Operation Dark Heart
Operation Dark Heart  
Cover of the first edition
Cover of the first edition
Author(s) Anthony Shaffer
Country United States
Language English
Genre(s) memoir
Publisher Thomas Dunne
Publication date 2010
Media type Print (Hardcover)
Pages 320
ISBN 9780312612177
OCLC Number 526077073

Operation Dark Heart is a 2010 memoir by U.S. Army intelligence officer Lt. Col Anthony Shaffer notable for the lengths the U.S. Defense Department went in an attempt to censor information revealed within, after the book had already been distributed free of redactions.

The book details Shaffer's five months in Afghanistan and includes former code names, operational details, and describes some of the inner workings of America's intelligence agencies. After submitting the book for review to the U.S. Army in 2003 and receiving approval, a printing of an only modestly censored edition was made, and nearly 100 advanced copies were distributed.
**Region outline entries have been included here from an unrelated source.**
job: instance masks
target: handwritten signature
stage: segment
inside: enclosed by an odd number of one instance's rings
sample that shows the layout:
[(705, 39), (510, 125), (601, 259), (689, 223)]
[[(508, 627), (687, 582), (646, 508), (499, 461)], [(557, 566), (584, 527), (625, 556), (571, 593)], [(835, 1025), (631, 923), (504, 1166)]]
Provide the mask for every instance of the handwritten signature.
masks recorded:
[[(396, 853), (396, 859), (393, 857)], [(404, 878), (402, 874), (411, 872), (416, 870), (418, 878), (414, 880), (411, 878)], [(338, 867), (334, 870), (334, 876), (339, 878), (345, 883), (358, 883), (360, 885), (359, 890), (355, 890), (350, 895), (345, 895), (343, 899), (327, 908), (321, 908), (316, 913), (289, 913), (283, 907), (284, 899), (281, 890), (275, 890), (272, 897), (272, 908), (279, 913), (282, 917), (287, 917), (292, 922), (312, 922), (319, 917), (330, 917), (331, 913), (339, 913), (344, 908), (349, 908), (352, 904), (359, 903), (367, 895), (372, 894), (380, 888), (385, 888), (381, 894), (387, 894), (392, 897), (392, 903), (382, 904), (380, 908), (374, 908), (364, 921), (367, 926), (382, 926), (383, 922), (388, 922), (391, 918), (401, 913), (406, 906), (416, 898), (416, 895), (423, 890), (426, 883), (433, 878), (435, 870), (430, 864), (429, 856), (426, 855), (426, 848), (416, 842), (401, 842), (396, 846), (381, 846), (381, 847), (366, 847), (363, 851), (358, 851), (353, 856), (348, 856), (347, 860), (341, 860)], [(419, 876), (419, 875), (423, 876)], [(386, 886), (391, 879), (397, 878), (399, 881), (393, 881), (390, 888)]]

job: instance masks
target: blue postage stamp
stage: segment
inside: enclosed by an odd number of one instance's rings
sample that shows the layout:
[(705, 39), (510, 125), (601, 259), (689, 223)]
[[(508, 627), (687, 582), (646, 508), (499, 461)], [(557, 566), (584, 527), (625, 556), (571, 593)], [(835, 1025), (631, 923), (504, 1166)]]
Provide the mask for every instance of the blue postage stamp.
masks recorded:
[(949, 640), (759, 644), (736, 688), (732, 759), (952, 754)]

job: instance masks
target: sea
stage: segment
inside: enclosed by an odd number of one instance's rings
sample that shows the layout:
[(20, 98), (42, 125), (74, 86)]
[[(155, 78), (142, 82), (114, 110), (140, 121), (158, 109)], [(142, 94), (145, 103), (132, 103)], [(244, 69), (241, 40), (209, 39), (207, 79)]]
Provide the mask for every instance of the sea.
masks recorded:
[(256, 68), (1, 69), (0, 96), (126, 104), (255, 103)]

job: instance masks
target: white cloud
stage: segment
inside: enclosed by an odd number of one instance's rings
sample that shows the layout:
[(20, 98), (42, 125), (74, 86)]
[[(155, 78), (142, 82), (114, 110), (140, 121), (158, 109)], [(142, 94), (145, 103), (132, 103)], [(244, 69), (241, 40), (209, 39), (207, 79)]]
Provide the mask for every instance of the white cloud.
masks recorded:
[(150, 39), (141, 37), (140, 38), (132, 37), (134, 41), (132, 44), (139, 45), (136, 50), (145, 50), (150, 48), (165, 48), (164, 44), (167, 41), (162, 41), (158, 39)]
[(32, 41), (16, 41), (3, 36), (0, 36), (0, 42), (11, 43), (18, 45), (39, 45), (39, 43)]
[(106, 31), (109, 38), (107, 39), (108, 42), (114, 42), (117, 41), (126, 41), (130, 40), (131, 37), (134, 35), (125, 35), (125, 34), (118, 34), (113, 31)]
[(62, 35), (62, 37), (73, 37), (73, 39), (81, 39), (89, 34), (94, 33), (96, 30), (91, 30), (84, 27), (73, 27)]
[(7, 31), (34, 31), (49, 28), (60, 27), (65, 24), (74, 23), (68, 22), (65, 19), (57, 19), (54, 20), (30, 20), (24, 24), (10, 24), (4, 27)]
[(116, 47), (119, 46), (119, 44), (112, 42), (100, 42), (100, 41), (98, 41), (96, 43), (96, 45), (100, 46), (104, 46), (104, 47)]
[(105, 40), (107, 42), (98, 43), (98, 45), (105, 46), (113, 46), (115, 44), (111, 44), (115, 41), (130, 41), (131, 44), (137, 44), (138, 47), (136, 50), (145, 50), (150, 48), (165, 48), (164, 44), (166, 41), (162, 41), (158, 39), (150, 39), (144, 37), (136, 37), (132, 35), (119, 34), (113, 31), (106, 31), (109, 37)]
Shortly after the first printing, the Defense Intelligence Agency and National Security Agency saw copies of the book and insisted on censoring passages they deemed sensitive. The first, uncensored printing of nearly 10,000 copies was purchased and destroyed by the Pentagon in its entirety, and a second, censored printing was released in September 2010.[1] However, because several original, advanced copies are in circulation, the contents of the censored passages are known, and the Pentagon's attempt to keep the information secret has flagged the known but censored content as more interesting. Further, the entire debacle has attracted more attention to the book, undermining the Pentagon's proclaimed intention of keeping the information contained, barring an even more exhaustive effort.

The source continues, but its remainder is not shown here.